Imagine a café, a reading room, a bookstore and a coffee roasting company all located in a refurbished former milk bar. The idea to create a place that would meet various needs of book lovers and coffee enthusiasts was a consequence of bringing together owners’ professional passion (for books) and memories of exotic (African) childhood. The space is divided into three zones that clearly illustrate this multifunctional concept.

Project Name: Coffee house and bookshop Kahawa
Studio Name: Atelier Starzak Strebicki
Surface:
118m2
Year: 2017
Location:
Poznań, Poland
Photography: Mateusz Bieniaszczyk

Coffee house and bookshop Kahawa by Atelier Starzak Strebicki - Sheet1
Coffee House ©Mateusz Bieniaszczyk

The first zone – right at the front, crowned with a high concrete ceiling – includes a bar, a café and a bookstore mounted on the podium. Light wooden barstools lining up against a long window sill, comfortable armchairs – revamped iconic Models 366 by Józef Chierowski – paired with low coffee tables, and soft pillows thrown on the stairs of the wooden podium – all define possible modes of using this space – in passing, for a while or quite a while.

Coffee house and bookshop Kahawa by Atelier Starzak Strebicki - Sheet2
Reading Room ©Mateusz Bieniaszczyk

The second zone – located at the back and equipped with a large wooden table surrounded with upholstered chairs is dedicated both to collective feasting and working together during workshops. The entrance to this part of Kahawa is inscribed on the floor.

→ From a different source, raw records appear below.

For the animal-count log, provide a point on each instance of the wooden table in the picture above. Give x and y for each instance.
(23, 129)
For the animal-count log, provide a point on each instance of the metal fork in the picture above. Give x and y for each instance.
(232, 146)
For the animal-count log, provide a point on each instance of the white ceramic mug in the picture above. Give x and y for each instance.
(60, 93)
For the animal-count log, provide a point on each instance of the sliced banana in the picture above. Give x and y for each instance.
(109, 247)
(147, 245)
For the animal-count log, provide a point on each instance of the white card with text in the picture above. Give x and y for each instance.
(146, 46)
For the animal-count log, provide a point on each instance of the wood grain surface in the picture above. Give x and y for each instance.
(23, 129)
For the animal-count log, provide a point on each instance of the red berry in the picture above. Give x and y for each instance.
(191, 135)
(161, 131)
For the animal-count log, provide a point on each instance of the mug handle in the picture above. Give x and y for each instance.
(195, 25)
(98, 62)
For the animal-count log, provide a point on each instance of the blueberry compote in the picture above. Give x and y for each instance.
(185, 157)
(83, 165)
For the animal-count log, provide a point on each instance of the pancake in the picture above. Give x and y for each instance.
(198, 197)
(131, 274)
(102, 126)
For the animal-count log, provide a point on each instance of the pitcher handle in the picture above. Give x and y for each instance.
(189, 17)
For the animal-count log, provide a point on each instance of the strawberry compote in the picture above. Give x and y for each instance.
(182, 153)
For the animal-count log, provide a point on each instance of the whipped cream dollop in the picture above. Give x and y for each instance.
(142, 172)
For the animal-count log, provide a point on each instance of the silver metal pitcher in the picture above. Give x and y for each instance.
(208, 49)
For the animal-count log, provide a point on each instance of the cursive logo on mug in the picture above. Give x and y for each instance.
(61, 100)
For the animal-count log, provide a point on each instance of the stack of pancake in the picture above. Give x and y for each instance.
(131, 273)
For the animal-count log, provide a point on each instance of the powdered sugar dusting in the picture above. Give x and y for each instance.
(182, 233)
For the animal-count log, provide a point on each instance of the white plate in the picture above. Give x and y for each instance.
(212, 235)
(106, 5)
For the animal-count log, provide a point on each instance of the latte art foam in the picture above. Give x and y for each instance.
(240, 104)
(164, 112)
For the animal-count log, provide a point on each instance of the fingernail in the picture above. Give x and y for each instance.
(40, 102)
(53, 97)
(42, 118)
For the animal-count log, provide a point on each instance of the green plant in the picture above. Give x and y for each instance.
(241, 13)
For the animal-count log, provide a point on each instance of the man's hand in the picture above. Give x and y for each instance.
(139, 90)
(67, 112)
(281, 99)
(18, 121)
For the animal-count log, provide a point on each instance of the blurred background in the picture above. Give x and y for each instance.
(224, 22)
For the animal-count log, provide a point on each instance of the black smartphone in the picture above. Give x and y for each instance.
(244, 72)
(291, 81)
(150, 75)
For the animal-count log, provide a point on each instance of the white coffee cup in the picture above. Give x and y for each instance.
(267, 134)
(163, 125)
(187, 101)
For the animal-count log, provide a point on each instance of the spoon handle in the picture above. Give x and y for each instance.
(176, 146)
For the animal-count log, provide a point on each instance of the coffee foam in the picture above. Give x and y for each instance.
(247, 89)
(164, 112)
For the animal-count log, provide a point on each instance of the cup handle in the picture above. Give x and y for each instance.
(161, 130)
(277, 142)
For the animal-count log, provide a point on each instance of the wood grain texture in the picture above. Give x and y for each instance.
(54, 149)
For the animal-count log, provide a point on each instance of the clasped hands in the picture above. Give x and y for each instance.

You can feel it with your feet when the original terrazzo (only occasionally patched up with new fragments) gives way to original teak floor (again – only where necessary supplemented by new ash wood planks).

Coffee house and bookshop Kahawa by Atelier Starzak Strebicki - Sheet3
Dining Space ©Mateusz Bieniaszczyk

The third zone spreads behind a glass wall that enables guests sitting behind the table to peek into Kahawa’s heart, where the coffee is roasted and packed. The black shiny roasting machine is set against the white walls unashamedly revealing their brick structure. This tendency to uncover original layers and textures, to preserve what is the most beautiful in geometry of walls and floors informs the general idea of the project. Frugal and unobtrusive tones, natural materials and lots of light constitute a frame for the truly live colours that are brought by potted plants, books and their coffee-loving readers.